Hannah Abrams hasst ihren Job. Und ihren Boss. Früher war sie bei der Metropolitan Police, heute schuftet sie in einem schmierigen Schnellimbiss – ihre Karriere bei der Polizei war beendet, als sie ihren Vorgesetzten in den Kanal geschubst hat. Wenn Hannah gerade keine Burger brät oder Frühstückssandwiches belegt, übernimmt sie als Privatdetektivin kleine Fälle: Entführte Hunde etwa oder abtrünnige Ehemänner.
Die Krimiautorin Liza Cody macht in „Die Schnellimbissdetektivin“ das, was sie am besten kann: Sie macht aus einem schnöden Kriminalroman „Literatur über Geknechtete, Gebeutelte und Loser“, so Verlegerin Else Laudan in ihrem Vorwort. Und von denen gibt es in „Die Schnellimbissdetektivin“ mehr als genug. Da ist zum Beispiel Hannahs Kollegin im „Sandwich Shack“, die so wenig Selbstbewusstsein und Zukunftschancen hat, dass sie sich mit dem blöden Chef Digby einlässt. Auch der ist eher ein armes Würstchen als der große Macker und Geschäftemacher, der er gerne wäre. Und da ist BZee, ein obdachloser Teenager, der Hannah bei ihren Ermittlungen zur Hand geht, solange dabei ein bisschen Geld und eine warme Mahlzeit rausspringt. Da sind auch die zahlreichen Klientinnen und Klienten der Schnellimbissdetektivin, von der betrogenen Ehefrau über den bestohlenen Kleingartenverein bis zum reichen Geschäftsmann, der seine junge Ehefrau sucht – sie alle sind so hervorragend gezeichnete Charaktere, dass ihre Fälle, die eigentlichen Krimihandlungen der Geschichte, fast in den Hintergrund treten. Und da sind ihre Gegenstücke im immer weiter gentrifizierten Londoner Süden: Hannahs Vermieterinnen, bei denen sie ein Zimmer hat und die Küche mitnutzen darf – außer um dort etwas Nichtveganes zuzubereiten. Und die reiche Nachbarschaft, die sich rund um die „Sandwich Shack“ einfindet, um beim „Großen Draußenschlaf“ einmal im Jahr Solidarität mit Obdachlosen zu demonstrieren, Wertmarken für ein Frühstück inklusive.
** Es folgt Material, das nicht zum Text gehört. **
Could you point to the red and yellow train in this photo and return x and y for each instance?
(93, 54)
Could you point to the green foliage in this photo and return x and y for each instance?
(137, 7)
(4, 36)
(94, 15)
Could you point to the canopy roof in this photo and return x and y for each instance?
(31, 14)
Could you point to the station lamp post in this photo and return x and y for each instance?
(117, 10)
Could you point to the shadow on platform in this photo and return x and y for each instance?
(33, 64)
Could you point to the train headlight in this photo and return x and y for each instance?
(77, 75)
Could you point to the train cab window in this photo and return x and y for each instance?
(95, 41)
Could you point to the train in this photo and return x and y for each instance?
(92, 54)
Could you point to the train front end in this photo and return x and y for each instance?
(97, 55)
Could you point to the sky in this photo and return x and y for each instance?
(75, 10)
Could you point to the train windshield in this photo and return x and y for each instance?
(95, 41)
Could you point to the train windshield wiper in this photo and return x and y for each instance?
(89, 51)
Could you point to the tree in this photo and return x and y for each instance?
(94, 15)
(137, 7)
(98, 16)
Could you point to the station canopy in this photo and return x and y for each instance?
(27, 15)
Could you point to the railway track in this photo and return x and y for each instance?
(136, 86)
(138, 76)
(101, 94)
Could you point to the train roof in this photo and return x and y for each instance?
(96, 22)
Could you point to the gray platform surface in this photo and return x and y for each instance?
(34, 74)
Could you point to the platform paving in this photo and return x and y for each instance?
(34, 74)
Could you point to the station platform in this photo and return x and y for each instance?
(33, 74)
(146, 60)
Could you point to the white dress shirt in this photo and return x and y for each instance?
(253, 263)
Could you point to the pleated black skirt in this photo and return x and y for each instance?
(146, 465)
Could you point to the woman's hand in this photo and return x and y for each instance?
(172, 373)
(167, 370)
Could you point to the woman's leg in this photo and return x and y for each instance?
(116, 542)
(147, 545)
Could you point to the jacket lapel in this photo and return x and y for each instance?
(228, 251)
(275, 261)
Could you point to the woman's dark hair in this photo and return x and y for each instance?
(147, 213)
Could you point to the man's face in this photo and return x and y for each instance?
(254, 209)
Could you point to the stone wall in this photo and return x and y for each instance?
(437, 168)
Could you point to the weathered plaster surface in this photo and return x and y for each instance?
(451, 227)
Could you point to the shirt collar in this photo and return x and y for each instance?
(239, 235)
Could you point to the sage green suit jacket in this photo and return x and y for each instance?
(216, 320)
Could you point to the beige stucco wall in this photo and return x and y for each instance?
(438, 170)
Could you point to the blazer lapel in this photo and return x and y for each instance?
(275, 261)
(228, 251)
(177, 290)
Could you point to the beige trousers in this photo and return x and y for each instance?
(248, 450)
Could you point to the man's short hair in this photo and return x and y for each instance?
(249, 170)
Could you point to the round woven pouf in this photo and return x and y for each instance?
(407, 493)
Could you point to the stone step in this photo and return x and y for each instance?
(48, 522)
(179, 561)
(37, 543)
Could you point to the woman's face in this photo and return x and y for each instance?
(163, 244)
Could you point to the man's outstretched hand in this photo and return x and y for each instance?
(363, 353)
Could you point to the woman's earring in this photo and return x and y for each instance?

Und dann ist da Hannah Abrams selber: rau, zynisch und voller Galgenhumor. Im Kanal ist ihr Vorgesetzter gelandet, weil er sich auf die Seite ihres Ex gestellt hat, der heimlich aufgenommene Bilder von Hannah unter der Dusche verschickt hat. Dem Sexismus sei Dank blüht seine Karriere, während die Hannahs beendet ist. Hannah weiß um den Rassismus und Sexismus, der in den Ermittlungen der Metropolitan Police vorherrscht, und kann gleichzeitig nicht aus ihrer Haut: „Das triggert meine Fremdenfeindlichkeit“, stellt sie in einer ihrer Ermittlungen fest. „Ich bin Ex-Cop; Fremdenfeindlichkeit und Rassismus sind Krankheiten, für die Cops schrecklich anfällig sind.“ Hannah ist reflektiert über das, was sie als Polizistin gemacht, aber auch darüber, was das Dasein in diesem Beruf aus ihr gemacht hat. Sie weiß, dass für Arm und Reich unterschiedliche Gesetze gelten und dass man als Frau oft ganz unten in der Hackordnung steht: „Ich sag’s nicht zum ersten Mal, aber wiederhole es gern: Dasselbe, was einen Mann zum Hengst macht, macht eine Frau zur Schlampe.“ Das alles serviert Liza Cody vor der Kulisse des gentrifizierten Londons nach Pandemie und Brexit, immer an der Seite der Geknechteten und Loser, mit einer Sprache, die das Lesen zum großen Vergnügen macht.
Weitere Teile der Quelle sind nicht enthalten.